Decoupled DiLoCo is not only more resilient to failures, but is also practical for executing production-level, fully distributed pre-training. We successfully trained a 12 billion parameter model across four separate U.S. regions using 2-5 Gbps of wide-area networking (a level relatively achievable using existing internet connectivity between datacenter facilities, rather than requiring new custom network infrastructure between facilities). Notably, the system achieved this training result more than 20 times faster than conventional synchronization methods. This is because our system incorporates required communication into longer periods of computation, avoiding the “blocking” bottlenecks where one part of the system must wait for another.
Driving the evolution of AI training infrastructure
At Google, we take a full-stack approach to AI training, spanning hardware, software infrastructure and research. Increasingly, gains are coming from rethinking how these layers fit together.
Decoupled DiLoCo is one example. By enabling training jobs at internet-scale bandwidth, it can tap any unused compute wherever it sits, turning stranded resources into useful capacity.

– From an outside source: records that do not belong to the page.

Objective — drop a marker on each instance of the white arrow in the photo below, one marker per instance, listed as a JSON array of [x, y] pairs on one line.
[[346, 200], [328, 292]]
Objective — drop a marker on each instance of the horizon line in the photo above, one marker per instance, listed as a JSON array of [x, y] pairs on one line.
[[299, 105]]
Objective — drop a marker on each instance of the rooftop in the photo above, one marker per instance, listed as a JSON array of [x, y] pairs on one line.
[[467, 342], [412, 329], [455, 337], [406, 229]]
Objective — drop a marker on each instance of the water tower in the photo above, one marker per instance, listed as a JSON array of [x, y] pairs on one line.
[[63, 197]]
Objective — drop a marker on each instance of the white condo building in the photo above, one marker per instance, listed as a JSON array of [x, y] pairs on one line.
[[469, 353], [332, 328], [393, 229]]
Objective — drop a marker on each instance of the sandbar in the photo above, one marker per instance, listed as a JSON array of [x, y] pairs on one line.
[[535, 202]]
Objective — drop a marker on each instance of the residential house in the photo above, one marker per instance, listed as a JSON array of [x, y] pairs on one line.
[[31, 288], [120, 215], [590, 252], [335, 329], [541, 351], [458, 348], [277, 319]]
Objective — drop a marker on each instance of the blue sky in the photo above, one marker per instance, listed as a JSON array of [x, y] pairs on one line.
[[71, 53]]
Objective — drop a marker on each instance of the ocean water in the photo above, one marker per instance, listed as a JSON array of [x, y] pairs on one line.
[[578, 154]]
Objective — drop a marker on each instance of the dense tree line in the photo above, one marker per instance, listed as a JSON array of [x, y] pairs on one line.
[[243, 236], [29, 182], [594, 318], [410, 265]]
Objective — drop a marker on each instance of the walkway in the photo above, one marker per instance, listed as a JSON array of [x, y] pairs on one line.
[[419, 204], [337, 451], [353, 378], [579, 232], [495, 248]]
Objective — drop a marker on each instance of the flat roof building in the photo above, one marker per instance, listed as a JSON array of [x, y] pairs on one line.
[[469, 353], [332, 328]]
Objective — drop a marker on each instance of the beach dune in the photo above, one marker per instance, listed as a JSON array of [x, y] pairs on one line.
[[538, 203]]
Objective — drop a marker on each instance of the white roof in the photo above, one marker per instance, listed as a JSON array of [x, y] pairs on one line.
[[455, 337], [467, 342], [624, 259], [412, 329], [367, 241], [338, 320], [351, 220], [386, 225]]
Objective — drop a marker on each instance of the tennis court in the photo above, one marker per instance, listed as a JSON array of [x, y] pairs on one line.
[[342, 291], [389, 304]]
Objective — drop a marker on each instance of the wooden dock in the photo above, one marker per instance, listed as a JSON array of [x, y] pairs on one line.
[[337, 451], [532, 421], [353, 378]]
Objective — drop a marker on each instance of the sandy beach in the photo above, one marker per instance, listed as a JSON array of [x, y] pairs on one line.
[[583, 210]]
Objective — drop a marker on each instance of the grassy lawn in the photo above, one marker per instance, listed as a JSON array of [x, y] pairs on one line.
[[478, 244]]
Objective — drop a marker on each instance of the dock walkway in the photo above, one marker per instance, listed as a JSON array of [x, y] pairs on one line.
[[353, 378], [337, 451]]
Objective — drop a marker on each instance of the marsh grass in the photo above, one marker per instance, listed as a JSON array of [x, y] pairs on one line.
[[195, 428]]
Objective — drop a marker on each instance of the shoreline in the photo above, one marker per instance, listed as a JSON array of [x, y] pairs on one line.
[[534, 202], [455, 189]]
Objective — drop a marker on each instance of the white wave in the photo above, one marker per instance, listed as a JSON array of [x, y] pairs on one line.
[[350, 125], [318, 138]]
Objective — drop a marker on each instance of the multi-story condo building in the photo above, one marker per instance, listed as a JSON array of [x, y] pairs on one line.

Beyond efficiency and resilience, this training paradigm also unlocks the ability to mix different hardware generations, such as TPU v6e and TPU v5p, in a single training run. This approach not only extends the useful life of existing hardware, but also increases the total compute available for model training. In our experiments, chips from different generations running at different speeds still matched the ML performance of single-chip-type training runs, ensuring that even older hardware can meaningfully accelerate AI training.
What’s more, because new generations of hardware don’t arrive everywhere all at once, being able to train across generations can alleviate recurring logistical and capacity bottlenecks.
As we push the frontiers of AI infrastructure today, we’re continuing to explore approaches to resilient systems needed to unlock the next generation of AI.